The four hubs are at Dahej (Gujarat), Vishakhapatnam (Andhra Pradesh), Paradip (Odisha) and Cuddalore (Tamil Nadu). However, due to a wide range of issues (ranging from overall infrastructure development to project financing), attracting investment to Vizag, Paradip and Cuddalore has been relatively challenging in comparison to Dahej. The envisaged PCPIRs could not take off as global manufacturing hubs due to issues like lack of investment, infrastructure bottlenecks, land acquisition issues and limited planning, observed the report.
"The industry is expected to grow at a CAGR of 9.3 percent from $163 billion to $304 billion market by 2025, which not only emphasises the important role it can play in the growth of Indian economy but also become the global leader in petrochemicals and emerge itself as world's next manufacturing hub. Considering the overall scenario, the government has now planned for policy interventions to rejuvenate investment in PCPIRs", said the Minister.
The PCPIR Rejuvenation Study, which analyses the current status of the four zones and the growth potential of the industries, recommends measures to be done to attract investments into these clusters. It was jointly prepared by the Federation of Indian Chambers of Commerce & Industry (FICCI) and knowledge partner Mott MacDonald.
India is the sixth largest producer of chemicals in the world and contributes 3.4 percent to the global chemical industry. However, per capita consumption of chemical products in India is low (1/10th of the global average).

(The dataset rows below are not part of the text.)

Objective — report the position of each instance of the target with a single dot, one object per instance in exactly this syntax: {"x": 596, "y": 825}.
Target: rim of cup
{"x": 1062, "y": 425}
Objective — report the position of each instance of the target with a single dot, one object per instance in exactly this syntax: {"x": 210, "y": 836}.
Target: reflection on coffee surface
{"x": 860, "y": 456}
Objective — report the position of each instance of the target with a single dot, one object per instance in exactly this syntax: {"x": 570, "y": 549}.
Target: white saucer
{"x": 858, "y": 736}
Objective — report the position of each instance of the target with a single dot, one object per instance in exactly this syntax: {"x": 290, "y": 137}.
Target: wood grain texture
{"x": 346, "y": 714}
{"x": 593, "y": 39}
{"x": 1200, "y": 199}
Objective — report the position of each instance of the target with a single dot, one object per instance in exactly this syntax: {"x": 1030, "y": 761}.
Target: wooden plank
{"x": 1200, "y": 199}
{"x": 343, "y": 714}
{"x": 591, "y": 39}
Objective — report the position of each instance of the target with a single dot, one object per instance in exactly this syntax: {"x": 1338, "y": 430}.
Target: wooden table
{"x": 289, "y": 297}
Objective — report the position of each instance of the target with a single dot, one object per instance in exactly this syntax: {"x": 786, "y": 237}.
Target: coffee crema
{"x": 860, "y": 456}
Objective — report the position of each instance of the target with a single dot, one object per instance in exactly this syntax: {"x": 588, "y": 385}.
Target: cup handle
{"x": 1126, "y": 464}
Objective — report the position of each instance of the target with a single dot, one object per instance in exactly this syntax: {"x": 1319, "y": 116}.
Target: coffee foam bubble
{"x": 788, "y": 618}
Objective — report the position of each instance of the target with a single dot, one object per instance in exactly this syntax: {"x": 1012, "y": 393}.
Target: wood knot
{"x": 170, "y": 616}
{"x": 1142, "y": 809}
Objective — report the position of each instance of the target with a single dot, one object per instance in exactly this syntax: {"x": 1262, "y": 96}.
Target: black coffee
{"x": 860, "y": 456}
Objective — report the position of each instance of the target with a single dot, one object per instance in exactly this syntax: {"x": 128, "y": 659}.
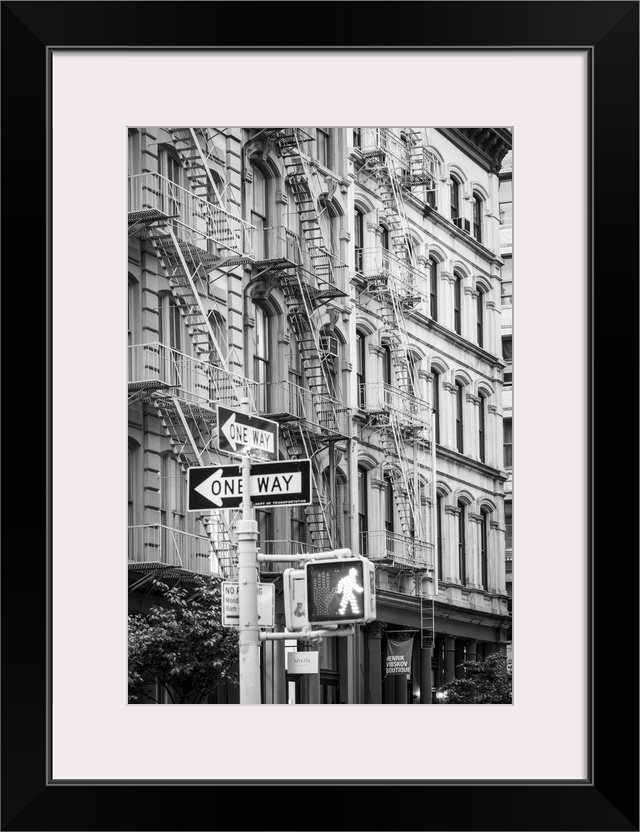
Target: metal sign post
{"x": 249, "y": 631}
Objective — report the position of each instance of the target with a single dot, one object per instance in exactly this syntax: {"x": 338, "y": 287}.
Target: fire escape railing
{"x": 156, "y": 543}
{"x": 155, "y": 366}
{"x": 399, "y": 549}
{"x": 218, "y": 227}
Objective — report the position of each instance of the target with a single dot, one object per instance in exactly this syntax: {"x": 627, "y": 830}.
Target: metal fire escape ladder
{"x": 186, "y": 142}
{"x": 299, "y": 178}
{"x": 204, "y": 186}
{"x": 188, "y": 286}
{"x": 190, "y": 431}
{"x": 396, "y": 334}
{"x": 404, "y": 490}
{"x": 299, "y": 446}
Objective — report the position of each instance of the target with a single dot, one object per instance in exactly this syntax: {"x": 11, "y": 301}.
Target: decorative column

The chemicals market in India has grown only at 3 percent over the last decade and India is dependent on imports to meet demand in the case of most petrochemical products.

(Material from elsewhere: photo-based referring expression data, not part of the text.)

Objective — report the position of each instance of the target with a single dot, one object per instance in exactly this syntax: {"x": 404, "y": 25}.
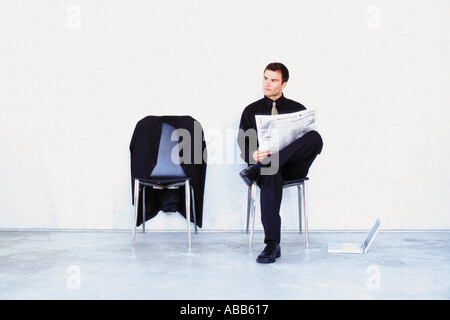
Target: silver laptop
{"x": 353, "y": 247}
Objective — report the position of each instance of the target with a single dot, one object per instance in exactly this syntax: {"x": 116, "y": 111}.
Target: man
{"x": 293, "y": 161}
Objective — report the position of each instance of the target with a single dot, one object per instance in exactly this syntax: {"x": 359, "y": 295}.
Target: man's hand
{"x": 258, "y": 156}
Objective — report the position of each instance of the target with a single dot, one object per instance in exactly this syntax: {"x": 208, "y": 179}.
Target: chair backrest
{"x": 165, "y": 167}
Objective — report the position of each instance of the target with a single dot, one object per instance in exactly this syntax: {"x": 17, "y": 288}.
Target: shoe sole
{"x": 278, "y": 255}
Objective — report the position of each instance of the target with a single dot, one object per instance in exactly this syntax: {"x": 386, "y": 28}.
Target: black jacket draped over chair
{"x": 144, "y": 148}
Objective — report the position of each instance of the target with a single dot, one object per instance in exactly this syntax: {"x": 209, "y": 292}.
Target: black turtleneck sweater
{"x": 261, "y": 107}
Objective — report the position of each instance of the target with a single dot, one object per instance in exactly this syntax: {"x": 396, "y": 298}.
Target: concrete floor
{"x": 102, "y": 265}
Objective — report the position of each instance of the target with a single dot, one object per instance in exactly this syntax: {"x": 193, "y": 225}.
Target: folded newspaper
{"x": 277, "y": 131}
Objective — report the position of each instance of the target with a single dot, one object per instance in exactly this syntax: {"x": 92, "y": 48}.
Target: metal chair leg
{"x": 249, "y": 204}
{"x": 305, "y": 211}
{"x": 136, "y": 204}
{"x": 143, "y": 209}
{"x": 193, "y": 209}
{"x": 253, "y": 209}
{"x": 188, "y": 210}
{"x": 300, "y": 206}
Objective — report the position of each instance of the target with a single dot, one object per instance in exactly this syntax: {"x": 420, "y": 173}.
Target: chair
{"x": 165, "y": 175}
{"x": 301, "y": 185}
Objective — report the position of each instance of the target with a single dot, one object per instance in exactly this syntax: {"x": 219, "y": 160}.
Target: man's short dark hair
{"x": 278, "y": 66}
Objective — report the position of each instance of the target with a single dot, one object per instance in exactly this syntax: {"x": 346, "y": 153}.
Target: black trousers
{"x": 294, "y": 162}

The Dahej PCPIR, located at Bharuch in Gujarat, has made US$13.6 billion so far, with US$ 2.4 billion investment made for infrastructure development by the Gujarat Infrastructure Development Corporation (GIDC). It is spread across an area of about 453 square kilometres.
Anchor investments include $4 billion by ONGC Petro Additions Limited (OPaL), which has set up a grass root mega petrochemical complex spread across an area of 508 hectare in the PCPIR. Major investors in the region include Reliance, BASF, Aditya Birla, Welpun, GACL, Adani, SRF, GSPL, Torrent and Lanxess. Various projects by Nayara Energy, Godrej, Agrovet, Polyplastics, Thermax, Astral Pipes, Neogen Chemicals and few others are under implementation. The proposed and committed investments in various infrastructure projects in this PCPIR region is about $2.4 billion.
The Andhra Pradesh PCPIR is the largest PCPIR in the country spread over an area of about 640 square kilometres between Visakhapatnam and Kakinada. Existing industries in the region include HPCL Visakh refinery, Coromandel Fertilizers, NTPC Simhadri Power Plant and Andhra Petrochemicals, Hetero Drugs, and the Kakinada region has 7 power projects and 2 chemical and fertilizer plants. As of FY 19, committed and actual investments made so far amount to $6.82 billion and $1.98 billion, respectively.
At the Paradip PCPIR in Orissa, investments worth only $6.43 bn have been made, which include investment in industrial establishments and infrastructure development. IFFCO, Paradip Phosphates Ltd, Paradip Carbon Ltd and Deepak Fertilizers & Petrochemicals are few of the major investments made in the PCPIR region.
The Government of India had identified a PCPIR in Tamil Nadu in 2017, to be developed over an area of 256 sq km across 45 villages in Cuddalore and Nagapattinam districts, but it has not taken off as proposed. Except for the anchor tenant (NOCL), no major investments have been made in the region.
The report suggests government support in the form of single window fast-track clearance, environment clearance for the entire PCPIR (eg. Dahej PCPIR), subsidised power, tax incentives similar to those applicable in SEZs, appointment of full-time management board with CEOs heading each PCPIR, reduction in clearance timelines, etc.